In early November 2016, the agent handling Steele told him not to obtain intelligence “on behalf of the FBI.”
That did not stop FBI agents from collecting coveted information from Steele. While the FBI could no longer consider him a confidential informant, former officials said, agents eager to assess the dossier as part of their counterintelligence investigation into links between Trump associates and Russia’s election interference could still document what he was telling a third party — Ohr.
Ohr met with Steele almost a dozen times beginning in late 2016 through May 2017, according to congressional officials. FBI agents interviewed Ohr after the meetings and documented the information.
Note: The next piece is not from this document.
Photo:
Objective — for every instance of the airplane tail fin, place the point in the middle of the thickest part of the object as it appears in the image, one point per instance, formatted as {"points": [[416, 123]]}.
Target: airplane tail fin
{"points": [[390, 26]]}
Republicans have seized on the meetings. Sen. Charles E. Grassley, R-Iowa, the head of the Senate Judiciary Committee, asked the Justice Department to declassify the FBI’s reports on them. “It seems like he is a key player,” Rep. Jim Jordan, R-Ohio, a staunch supporter of the president, told Fox News this month.
But the arrangement was not unusual, former law enforcement officials said. Senior FBI officials were aware of the Steele meetings and those involved followed internal guidelines, a former official said.
Ohr’s contacts with Steele were one small part of a broader effort to determine whether the allegations in the dossier were true, a former official said. The FBI also did not have all the reports that Steele had produced and agents were keen to get them.
Conservatives have also targeted Nellie Ohr, whose contract work at Fusion GPS involved monitoring Russian news media and compiling connections between Trump and Russia from public documents. She did not work on the dossier, according to a person familiar with her work.
Bruce Ohr still has a job at the Justice Department, though he is functionally no longer a manager. It is unclear how long that will last. Trump has called for Attorney General Jeff Sessions to fire Ohr.
“It seems that Bruce had two sins: He met with Chris Steele and his wife worked for Fusion GPS. None of that seems wrong to me,” Lowrie said. “Bruce is a straight arrow. He was totally nonpartisan, as we all were expected” to be.